Big Data vs Intelligent Data (and what Startups can do with it)

equark · on Sept 5, 2012

Another key fact is that "big data" is actually not that common, especially when it gets to the analysis stage.

The median job size at Microsoft and Yahoo is only 15GB. And 90% of Hadoop jobs at Facebook are under 100GB. Clearly you want to be able to crunch large log files, but in terms of day-to-day analysis the files are much smaller than that. (cite: http://research.microsoft.com/pubs/163083/hotcbp12%20final.p...).

At Sense (http://www.senseplatform.com) most of the clients we work with are struggling not with the size of their data but with tricky modeling problems that don't fit into standard black boxes and with integrating analytics into actual production systems. Adopting something like Hadoop for these tasks is not very productive.

thebigpicture · on Sept 5, 2012

Thank you MS Research for a dose of sanity. "Big data" seems very potent as far as marketing buzzwords go. It plays on people's ignorance and the general sentiment of "too much information".

I'll be keeping this pdf in my "rebuttals to idiocy" folder.
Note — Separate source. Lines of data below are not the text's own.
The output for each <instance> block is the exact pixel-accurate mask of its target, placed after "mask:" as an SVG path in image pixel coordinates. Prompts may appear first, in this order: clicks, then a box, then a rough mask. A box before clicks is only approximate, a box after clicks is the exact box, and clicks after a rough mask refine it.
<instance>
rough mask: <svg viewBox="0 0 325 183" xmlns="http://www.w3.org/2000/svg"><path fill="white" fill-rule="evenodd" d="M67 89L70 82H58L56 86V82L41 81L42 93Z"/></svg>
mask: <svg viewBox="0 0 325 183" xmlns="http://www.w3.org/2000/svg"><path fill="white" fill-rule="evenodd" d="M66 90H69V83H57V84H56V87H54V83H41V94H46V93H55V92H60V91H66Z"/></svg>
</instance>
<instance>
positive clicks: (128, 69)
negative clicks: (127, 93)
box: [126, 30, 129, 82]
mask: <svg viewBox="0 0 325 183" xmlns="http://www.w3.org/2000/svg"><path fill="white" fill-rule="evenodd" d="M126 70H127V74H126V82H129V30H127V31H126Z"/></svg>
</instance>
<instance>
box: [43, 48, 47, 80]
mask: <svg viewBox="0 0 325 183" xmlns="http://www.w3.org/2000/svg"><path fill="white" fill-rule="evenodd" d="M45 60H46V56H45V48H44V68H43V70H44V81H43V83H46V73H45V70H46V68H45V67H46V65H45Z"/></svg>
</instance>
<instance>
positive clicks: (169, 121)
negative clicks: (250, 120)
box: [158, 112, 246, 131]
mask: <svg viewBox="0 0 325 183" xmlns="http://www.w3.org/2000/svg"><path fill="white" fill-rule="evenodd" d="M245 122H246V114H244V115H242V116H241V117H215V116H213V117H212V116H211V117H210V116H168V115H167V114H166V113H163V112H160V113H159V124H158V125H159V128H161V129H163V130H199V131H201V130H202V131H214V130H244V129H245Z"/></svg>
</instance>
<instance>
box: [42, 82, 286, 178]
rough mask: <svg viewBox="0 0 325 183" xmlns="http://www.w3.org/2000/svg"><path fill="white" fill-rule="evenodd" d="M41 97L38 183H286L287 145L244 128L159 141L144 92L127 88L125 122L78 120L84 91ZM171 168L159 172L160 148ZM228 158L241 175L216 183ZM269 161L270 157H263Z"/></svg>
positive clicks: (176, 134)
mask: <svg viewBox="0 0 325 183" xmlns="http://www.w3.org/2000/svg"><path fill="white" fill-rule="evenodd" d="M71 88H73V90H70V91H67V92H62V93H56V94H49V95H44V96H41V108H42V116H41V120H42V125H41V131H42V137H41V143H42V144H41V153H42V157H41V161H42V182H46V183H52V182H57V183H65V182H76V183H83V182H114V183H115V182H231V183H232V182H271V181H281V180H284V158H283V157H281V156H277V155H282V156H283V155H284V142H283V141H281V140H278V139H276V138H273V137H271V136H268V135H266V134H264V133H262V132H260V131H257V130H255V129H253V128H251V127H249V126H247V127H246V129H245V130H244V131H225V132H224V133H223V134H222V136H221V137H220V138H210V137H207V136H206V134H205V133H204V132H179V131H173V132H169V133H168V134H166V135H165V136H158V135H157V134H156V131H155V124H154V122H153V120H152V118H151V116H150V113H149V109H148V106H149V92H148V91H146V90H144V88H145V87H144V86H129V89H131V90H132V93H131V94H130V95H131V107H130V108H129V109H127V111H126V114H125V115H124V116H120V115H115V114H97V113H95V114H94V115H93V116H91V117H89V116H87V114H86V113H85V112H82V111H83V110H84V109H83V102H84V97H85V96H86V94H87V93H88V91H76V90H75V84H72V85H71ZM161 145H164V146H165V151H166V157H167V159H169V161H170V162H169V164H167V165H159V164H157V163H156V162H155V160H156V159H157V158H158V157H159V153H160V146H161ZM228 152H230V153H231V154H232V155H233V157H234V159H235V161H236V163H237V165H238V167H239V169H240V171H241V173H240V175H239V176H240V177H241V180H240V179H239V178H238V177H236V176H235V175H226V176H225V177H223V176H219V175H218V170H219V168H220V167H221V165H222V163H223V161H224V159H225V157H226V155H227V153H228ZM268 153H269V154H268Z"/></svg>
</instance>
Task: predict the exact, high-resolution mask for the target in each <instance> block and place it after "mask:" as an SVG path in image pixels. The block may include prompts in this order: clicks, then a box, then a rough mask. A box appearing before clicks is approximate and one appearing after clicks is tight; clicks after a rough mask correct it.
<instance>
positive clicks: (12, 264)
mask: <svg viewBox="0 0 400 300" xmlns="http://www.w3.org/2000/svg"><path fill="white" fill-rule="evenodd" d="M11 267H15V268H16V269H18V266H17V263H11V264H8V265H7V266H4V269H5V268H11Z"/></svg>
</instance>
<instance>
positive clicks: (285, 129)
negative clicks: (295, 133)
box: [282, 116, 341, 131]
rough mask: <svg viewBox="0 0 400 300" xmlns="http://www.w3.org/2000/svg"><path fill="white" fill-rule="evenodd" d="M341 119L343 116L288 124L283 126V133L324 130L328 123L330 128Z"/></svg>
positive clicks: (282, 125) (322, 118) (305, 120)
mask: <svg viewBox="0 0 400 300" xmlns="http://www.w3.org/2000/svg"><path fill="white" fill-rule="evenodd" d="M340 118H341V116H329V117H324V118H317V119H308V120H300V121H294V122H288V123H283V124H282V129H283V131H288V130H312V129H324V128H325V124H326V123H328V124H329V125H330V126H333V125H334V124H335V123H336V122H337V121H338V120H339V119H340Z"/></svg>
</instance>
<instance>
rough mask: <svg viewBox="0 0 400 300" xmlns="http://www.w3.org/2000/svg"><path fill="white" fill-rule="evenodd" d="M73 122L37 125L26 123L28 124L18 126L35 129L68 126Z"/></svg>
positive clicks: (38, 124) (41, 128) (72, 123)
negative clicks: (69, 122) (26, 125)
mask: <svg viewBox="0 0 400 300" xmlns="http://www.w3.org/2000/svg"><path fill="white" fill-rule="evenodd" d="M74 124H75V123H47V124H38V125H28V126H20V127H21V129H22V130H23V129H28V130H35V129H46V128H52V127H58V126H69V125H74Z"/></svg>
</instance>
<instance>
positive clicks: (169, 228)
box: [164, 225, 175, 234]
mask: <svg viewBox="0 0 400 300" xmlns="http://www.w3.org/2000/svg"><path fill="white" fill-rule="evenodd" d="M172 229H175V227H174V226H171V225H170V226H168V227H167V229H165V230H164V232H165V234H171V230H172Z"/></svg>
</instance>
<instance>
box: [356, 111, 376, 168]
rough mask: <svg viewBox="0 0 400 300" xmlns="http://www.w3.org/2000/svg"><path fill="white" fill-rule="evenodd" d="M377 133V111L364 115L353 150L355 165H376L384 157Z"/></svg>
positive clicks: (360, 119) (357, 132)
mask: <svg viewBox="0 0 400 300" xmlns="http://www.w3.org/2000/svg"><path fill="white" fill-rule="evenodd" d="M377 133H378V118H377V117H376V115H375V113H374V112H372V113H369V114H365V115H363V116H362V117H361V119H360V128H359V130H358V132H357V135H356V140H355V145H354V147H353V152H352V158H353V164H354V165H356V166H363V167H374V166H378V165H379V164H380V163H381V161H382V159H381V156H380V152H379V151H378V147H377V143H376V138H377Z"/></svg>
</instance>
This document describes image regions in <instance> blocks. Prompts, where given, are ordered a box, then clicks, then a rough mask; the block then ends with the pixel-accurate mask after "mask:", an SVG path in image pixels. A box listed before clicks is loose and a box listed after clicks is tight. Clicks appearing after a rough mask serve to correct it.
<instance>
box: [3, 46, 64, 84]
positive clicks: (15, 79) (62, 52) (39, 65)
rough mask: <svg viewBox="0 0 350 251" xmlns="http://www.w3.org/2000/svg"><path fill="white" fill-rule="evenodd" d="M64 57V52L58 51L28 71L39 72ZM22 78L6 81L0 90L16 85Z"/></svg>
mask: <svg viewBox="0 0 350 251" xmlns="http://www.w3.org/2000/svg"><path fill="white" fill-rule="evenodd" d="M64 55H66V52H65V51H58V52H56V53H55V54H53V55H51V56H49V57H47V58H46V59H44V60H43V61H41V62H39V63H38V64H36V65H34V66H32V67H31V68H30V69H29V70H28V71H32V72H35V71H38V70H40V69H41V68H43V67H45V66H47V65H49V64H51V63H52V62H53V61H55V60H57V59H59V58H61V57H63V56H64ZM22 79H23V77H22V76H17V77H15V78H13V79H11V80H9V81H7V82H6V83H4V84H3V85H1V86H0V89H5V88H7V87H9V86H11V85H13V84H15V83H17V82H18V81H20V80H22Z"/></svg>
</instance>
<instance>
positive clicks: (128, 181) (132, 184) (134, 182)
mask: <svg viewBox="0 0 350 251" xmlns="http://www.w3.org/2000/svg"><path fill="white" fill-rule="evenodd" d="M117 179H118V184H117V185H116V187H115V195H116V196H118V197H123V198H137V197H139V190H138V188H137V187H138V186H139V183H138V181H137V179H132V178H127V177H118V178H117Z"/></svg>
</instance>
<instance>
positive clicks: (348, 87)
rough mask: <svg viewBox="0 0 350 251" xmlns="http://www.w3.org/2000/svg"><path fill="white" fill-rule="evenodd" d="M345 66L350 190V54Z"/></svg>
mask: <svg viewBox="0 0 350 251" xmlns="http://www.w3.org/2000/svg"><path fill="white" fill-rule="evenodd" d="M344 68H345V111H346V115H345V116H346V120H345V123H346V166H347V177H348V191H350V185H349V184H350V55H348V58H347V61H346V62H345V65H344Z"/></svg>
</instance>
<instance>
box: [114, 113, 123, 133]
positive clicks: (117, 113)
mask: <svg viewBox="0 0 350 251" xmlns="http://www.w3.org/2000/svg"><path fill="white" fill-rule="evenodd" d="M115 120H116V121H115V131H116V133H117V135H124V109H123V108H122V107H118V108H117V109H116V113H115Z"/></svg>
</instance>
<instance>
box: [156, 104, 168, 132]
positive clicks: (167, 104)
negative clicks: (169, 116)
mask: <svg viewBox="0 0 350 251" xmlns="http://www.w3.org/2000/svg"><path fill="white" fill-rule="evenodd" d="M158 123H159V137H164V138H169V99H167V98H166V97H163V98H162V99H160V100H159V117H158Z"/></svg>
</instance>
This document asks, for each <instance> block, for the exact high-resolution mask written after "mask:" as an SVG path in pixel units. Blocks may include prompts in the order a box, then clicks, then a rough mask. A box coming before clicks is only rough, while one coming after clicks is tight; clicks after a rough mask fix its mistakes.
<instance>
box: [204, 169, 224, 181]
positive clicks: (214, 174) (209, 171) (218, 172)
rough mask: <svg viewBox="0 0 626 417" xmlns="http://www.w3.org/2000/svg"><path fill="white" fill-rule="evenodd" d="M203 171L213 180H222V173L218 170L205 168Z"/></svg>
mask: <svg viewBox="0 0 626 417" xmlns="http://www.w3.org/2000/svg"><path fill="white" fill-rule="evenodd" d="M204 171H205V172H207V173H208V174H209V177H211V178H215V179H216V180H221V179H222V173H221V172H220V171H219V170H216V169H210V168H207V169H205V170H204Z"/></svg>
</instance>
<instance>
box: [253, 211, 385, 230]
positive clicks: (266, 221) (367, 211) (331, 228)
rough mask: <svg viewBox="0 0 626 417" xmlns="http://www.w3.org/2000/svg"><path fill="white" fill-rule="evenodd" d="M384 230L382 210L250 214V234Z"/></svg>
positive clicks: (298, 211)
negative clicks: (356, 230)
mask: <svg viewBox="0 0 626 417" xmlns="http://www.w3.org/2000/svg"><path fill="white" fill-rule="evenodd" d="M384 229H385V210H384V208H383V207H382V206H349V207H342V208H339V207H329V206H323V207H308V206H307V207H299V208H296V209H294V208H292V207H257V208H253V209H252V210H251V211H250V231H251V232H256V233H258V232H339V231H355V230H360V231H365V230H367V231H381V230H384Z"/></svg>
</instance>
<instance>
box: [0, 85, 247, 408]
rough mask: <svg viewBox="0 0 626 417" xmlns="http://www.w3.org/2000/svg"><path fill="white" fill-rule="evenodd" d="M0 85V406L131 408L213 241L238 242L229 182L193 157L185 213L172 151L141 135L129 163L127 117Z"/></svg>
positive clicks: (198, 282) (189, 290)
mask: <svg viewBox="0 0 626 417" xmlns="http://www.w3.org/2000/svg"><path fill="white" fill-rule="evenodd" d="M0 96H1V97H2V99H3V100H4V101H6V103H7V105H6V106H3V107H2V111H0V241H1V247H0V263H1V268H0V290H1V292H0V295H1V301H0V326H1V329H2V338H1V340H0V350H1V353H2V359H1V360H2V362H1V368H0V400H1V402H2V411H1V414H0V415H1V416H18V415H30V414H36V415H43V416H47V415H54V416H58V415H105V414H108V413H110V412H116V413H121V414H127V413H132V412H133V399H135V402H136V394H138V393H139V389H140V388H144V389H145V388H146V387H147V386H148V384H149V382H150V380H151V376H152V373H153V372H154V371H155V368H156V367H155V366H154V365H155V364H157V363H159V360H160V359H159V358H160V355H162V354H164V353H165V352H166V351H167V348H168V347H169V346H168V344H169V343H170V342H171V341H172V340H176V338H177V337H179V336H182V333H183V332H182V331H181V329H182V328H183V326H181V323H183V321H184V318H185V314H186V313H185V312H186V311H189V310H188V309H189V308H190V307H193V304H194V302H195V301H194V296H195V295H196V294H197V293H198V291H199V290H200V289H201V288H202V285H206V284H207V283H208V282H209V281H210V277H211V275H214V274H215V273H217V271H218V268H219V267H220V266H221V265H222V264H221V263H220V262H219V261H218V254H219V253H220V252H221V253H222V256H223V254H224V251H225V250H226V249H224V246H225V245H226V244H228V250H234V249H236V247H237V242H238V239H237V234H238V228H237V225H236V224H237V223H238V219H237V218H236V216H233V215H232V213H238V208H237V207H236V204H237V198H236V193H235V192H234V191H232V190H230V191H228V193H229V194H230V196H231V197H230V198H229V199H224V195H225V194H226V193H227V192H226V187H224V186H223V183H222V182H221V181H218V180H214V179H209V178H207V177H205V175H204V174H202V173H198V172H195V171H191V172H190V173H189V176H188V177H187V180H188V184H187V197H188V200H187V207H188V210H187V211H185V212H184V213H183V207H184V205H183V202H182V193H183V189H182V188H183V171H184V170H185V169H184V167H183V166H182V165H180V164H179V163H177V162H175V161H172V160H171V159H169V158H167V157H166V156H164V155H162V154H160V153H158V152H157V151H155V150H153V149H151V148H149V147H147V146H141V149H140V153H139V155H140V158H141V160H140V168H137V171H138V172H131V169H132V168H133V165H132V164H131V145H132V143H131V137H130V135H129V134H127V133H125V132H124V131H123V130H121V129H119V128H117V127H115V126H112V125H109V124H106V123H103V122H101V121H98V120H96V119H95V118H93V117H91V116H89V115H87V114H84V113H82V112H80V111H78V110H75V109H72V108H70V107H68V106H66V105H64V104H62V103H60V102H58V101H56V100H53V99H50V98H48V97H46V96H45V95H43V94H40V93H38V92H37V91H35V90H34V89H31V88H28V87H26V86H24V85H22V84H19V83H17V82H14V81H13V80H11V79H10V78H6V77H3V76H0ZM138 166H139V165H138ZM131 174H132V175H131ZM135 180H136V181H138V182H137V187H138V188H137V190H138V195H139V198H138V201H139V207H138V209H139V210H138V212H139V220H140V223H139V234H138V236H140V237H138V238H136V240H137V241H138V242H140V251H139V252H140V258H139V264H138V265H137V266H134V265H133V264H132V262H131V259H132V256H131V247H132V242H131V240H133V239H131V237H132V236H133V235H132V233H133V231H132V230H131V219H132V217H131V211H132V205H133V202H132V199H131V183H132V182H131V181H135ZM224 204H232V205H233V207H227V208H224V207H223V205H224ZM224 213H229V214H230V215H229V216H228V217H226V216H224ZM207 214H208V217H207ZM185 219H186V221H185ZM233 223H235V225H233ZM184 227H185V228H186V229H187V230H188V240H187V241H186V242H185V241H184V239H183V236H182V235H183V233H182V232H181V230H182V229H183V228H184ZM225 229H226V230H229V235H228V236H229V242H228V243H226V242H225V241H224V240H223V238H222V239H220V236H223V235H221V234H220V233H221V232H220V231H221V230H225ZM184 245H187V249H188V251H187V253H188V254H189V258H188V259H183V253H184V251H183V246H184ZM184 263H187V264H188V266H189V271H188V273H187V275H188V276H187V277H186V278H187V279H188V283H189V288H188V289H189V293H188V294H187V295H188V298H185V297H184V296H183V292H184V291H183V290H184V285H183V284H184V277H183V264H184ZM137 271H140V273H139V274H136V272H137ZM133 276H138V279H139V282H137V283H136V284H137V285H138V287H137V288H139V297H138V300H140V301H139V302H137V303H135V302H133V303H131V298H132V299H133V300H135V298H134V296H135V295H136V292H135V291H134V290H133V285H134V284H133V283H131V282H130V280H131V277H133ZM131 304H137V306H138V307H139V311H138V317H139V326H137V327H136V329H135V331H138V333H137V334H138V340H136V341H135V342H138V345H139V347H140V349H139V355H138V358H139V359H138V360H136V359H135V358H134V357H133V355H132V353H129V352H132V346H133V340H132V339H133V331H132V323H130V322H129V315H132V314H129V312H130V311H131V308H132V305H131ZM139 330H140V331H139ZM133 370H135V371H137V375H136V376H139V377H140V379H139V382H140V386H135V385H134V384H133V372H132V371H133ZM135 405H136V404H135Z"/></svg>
There are some industries that certainly have do have "big data" (Wikipedia has some definitions for "big data" that include size ranges for whatever that's worth) but it does not seem like companies with "big data" are the only targets of "big data" marketing. And from what I know about available solutions, if I really had a "big data" problem (e.g., 100 terabytes not 100 gigabytes) then I would not be choosing Hadoop. I also would not choose SQL or "NoSQL". But that's just me. Some of the best solutions I've found have nearly zero marketing. Go figure.

noelwelsh · on Sept 5, 2012

Interesting paper (and makes me feel more justified in rejecting Hadoop). Do you have any blog posts / other material about the techniques you're using at Sense?

equark · on Sept 5, 2012

Unfortunately no, but you're welcome to email me at tristan@senseplatform.com.

dbecker · on Sept 5, 2012

I think many people are confused about what "big data" means.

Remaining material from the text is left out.